With these two givens in mind, Janne and his team are hoping to better understand how temperature maximums and daily fluctuations vary along the length of the river. Temperature measures indicate that that water warms steadily and predictably as it flows downstream under a hot sun.. But rivers can be suddenly cooled where they are fed by groundwater seeps releasing cold water into the river below the surface. Depending on the severity of situation, these pockets of cool water can provide a life-saving refuge for stressed salmon populations. Locating and understanding these cool spots is of major interest to Janne and his team.

By taking multiple measures in different parts of the river, the researchers also hope to link temperature fluctuations to visible differences in riverbank landscapes.
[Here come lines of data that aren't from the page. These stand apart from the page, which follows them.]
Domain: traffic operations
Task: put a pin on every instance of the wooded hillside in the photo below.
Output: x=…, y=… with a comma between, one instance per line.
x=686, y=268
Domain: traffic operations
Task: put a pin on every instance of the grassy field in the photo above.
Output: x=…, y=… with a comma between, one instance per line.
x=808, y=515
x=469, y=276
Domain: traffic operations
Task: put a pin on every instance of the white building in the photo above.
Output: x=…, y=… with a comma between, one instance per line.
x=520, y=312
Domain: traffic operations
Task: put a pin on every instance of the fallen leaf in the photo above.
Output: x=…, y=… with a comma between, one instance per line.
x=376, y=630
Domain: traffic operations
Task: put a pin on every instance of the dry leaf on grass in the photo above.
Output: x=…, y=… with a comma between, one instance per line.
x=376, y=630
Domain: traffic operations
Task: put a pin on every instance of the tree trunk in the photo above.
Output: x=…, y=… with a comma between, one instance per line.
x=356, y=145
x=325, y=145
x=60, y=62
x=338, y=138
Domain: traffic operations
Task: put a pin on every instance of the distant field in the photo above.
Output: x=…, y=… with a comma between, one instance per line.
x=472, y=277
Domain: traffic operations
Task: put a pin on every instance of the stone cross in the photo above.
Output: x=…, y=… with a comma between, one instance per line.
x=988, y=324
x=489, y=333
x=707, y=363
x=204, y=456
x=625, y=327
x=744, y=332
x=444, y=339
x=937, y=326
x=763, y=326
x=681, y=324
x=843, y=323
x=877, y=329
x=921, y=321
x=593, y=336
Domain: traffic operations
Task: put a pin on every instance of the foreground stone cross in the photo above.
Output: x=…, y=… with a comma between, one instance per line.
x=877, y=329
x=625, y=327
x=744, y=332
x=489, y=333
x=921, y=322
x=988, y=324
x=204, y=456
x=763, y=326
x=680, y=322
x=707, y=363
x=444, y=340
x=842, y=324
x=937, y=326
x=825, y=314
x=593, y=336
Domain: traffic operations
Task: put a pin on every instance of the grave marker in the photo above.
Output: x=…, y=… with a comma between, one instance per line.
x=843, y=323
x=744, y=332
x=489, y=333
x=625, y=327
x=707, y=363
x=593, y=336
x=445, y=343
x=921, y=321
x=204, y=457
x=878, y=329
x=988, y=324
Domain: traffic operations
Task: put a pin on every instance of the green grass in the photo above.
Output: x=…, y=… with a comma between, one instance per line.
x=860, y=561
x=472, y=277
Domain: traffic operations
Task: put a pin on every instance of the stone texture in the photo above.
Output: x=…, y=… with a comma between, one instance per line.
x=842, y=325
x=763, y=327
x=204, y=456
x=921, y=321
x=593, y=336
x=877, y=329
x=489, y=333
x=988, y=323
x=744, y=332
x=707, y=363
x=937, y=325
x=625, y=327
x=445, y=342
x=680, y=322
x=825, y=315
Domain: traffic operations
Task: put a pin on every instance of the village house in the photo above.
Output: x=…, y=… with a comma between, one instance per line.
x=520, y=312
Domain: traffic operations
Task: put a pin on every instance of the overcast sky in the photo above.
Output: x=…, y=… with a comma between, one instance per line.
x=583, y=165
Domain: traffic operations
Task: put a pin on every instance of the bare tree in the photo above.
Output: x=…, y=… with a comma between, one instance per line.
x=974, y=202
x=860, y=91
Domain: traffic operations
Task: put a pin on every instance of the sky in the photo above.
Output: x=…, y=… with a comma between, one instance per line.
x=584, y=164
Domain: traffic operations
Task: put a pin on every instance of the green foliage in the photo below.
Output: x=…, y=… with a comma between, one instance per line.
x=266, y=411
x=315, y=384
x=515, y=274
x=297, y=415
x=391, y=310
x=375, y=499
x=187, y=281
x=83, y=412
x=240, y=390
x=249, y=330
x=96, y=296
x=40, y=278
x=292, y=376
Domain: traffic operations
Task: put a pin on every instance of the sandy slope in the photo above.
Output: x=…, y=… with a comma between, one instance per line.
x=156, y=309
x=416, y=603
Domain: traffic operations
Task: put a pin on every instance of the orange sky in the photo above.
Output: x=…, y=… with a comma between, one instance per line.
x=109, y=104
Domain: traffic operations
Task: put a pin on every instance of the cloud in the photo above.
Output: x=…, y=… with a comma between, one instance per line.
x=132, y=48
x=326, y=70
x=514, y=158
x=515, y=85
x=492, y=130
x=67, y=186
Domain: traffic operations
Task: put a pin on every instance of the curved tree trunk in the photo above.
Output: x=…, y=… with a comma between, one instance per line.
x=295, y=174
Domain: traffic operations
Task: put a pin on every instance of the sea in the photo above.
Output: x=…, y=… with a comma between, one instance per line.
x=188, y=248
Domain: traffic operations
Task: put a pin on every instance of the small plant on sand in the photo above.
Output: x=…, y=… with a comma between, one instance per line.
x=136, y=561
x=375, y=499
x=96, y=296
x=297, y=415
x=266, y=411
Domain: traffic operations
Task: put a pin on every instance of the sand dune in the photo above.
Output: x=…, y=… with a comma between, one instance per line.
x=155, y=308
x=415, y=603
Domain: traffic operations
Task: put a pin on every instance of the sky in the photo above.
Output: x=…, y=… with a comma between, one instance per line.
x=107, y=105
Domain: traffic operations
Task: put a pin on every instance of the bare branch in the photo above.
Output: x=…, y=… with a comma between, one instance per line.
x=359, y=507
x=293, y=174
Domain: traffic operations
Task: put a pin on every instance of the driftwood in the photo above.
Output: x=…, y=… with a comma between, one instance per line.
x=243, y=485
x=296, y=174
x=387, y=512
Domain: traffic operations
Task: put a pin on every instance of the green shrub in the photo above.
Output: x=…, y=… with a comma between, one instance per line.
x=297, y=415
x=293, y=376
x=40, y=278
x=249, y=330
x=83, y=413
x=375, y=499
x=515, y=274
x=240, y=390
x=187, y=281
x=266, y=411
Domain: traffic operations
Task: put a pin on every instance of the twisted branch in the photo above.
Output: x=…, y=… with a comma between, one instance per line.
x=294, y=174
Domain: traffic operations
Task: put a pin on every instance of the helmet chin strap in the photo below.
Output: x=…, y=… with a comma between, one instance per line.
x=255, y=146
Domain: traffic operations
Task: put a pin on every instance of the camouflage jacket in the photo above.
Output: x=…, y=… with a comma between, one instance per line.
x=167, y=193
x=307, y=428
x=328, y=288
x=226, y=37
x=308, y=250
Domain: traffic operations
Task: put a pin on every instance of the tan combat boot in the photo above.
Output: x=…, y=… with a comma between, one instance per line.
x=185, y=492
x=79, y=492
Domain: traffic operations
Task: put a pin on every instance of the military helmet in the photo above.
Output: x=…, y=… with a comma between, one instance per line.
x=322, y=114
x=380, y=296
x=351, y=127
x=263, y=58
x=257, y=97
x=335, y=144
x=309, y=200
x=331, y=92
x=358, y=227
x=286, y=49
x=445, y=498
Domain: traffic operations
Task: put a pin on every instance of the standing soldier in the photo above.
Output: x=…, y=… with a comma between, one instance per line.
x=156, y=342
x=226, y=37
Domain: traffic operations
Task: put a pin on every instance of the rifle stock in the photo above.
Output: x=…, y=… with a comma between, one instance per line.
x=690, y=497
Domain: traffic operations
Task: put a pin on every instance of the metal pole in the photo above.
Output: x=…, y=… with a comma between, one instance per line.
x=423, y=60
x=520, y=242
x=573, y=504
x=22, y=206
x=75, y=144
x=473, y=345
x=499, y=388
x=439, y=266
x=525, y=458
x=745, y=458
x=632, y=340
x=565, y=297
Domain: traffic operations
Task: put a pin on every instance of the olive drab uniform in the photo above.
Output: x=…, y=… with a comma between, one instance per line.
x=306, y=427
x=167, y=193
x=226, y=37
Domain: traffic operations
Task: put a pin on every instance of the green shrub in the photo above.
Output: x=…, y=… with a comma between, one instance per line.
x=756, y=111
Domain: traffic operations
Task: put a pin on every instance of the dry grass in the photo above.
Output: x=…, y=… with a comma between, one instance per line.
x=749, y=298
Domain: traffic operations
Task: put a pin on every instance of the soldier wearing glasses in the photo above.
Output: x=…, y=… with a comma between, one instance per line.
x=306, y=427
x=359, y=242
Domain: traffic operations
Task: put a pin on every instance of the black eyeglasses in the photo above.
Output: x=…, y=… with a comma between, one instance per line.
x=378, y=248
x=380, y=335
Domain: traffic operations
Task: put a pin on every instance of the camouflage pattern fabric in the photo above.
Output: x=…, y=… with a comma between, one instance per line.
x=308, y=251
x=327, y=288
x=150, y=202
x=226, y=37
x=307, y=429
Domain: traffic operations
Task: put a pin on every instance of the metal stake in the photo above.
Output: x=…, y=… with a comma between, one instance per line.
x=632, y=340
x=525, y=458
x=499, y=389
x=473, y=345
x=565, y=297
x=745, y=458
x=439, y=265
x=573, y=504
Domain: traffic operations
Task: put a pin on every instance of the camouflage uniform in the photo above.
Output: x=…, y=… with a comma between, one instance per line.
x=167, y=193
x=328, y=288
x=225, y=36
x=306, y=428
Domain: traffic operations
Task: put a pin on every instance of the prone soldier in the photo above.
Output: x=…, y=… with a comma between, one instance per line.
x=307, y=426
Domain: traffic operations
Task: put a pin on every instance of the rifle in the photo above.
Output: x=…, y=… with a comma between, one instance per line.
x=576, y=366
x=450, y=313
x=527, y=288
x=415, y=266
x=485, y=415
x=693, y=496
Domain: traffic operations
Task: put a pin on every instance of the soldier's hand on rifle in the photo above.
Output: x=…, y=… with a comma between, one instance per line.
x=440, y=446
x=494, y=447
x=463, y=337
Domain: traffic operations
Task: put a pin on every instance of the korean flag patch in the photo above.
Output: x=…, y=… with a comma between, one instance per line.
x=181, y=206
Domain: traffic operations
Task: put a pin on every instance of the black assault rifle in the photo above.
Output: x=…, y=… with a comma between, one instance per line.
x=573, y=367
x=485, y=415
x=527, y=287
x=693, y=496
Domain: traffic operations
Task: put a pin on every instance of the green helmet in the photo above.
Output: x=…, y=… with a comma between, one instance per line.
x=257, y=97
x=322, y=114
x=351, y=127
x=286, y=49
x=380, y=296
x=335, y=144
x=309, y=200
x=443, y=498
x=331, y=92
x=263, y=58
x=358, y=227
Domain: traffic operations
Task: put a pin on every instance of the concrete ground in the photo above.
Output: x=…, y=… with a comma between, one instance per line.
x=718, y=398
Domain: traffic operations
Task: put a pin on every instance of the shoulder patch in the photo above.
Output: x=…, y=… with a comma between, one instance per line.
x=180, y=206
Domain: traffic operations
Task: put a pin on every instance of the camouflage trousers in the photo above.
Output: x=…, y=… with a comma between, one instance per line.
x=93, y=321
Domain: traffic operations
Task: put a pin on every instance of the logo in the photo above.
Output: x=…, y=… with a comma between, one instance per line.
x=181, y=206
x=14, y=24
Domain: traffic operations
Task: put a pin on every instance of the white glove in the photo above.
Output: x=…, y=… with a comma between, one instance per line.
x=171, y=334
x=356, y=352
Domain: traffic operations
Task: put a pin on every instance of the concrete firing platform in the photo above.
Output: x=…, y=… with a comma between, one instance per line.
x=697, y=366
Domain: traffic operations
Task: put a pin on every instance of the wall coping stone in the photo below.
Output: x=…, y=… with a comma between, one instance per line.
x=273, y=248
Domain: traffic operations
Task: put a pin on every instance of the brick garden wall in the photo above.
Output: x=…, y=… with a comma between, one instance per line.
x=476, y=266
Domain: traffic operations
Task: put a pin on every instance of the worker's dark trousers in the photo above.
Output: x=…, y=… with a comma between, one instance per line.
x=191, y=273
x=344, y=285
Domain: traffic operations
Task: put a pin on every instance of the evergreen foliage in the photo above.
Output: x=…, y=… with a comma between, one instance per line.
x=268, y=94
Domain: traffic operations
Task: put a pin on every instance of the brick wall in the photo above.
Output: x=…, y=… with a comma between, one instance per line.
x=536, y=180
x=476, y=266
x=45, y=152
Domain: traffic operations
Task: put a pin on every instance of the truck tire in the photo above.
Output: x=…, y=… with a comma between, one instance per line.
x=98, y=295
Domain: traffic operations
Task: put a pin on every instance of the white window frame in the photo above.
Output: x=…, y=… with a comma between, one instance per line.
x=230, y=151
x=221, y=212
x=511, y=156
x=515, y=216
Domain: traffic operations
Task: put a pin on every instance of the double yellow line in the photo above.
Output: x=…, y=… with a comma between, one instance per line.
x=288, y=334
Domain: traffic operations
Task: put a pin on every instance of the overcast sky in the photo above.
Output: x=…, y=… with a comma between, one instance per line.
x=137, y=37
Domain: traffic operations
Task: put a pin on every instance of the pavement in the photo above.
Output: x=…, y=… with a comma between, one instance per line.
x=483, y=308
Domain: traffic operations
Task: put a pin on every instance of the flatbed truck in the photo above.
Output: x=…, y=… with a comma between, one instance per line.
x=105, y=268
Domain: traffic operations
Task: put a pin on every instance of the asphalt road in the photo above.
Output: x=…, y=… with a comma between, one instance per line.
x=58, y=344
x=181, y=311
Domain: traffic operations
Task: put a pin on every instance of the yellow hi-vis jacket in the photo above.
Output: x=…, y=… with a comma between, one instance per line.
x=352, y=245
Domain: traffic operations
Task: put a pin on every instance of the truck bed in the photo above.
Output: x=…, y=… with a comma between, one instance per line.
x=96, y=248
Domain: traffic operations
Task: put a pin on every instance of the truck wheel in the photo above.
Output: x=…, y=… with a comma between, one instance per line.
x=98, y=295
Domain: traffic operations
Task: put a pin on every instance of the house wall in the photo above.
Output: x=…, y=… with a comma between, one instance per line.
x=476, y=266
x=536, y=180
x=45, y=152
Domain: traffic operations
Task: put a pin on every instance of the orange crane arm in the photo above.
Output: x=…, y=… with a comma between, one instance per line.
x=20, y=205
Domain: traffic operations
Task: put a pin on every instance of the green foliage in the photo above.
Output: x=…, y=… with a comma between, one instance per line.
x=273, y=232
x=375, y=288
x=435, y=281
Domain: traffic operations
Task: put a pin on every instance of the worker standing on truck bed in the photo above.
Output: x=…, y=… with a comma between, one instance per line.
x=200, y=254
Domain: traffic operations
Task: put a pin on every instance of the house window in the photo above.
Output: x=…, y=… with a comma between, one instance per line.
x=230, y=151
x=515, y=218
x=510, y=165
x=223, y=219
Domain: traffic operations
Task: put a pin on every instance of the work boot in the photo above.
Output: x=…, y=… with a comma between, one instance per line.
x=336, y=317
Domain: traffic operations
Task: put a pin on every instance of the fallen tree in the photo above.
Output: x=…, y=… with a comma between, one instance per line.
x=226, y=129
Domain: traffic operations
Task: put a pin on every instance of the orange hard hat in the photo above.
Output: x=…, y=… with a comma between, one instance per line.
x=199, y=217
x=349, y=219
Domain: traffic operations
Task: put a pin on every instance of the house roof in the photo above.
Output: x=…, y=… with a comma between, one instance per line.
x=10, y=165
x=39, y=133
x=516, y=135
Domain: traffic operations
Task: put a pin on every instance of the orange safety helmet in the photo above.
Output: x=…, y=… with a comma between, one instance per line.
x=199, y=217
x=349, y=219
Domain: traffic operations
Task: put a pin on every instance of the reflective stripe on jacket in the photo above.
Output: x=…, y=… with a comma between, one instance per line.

Presuming that more hot, dry years are in store, the county is learning what effect riverbank restoration can have on shade, water temperatures and, in turn, salmon survival.

Janne’s team collected the first round of temperature readings at Oxbow two weeks ago. Here’s what it looks like:

stats from dnrp

That squiggly blue line represents the temperature of the water. It is squiggly because the water heats up every day and cools off every night. The straight green line is at 17.5°, the maximum temperature at which the state says salmon can live comfortably. As you can see, even the lowest temperature recorded at Oxbow in these three weeks exceeded that maximum.

Combined with findings from other sites along the river, these data from Oxbow will allow the researchers to Identify areas of the river under extreme stress or that potentially offer salmon a temperature refuge. The season’s data will influence future conservation and restoration efforts.

Janne is the manager of the Snoqualmie Watershed Forum, a coalition of city, county and tribal governments, concerned citizens and non-profit organizations working to improve environmental quality in the Snoqualmie Watershed. The forum was born in 1998 out of an effort to develop a recovery plan for the Snoqualmie’s native population of Chinook salmon. Chinook salmon listed as threatened under the Endangered Species Act. Salmon conservation remains a big part of the Forum’s work to this day.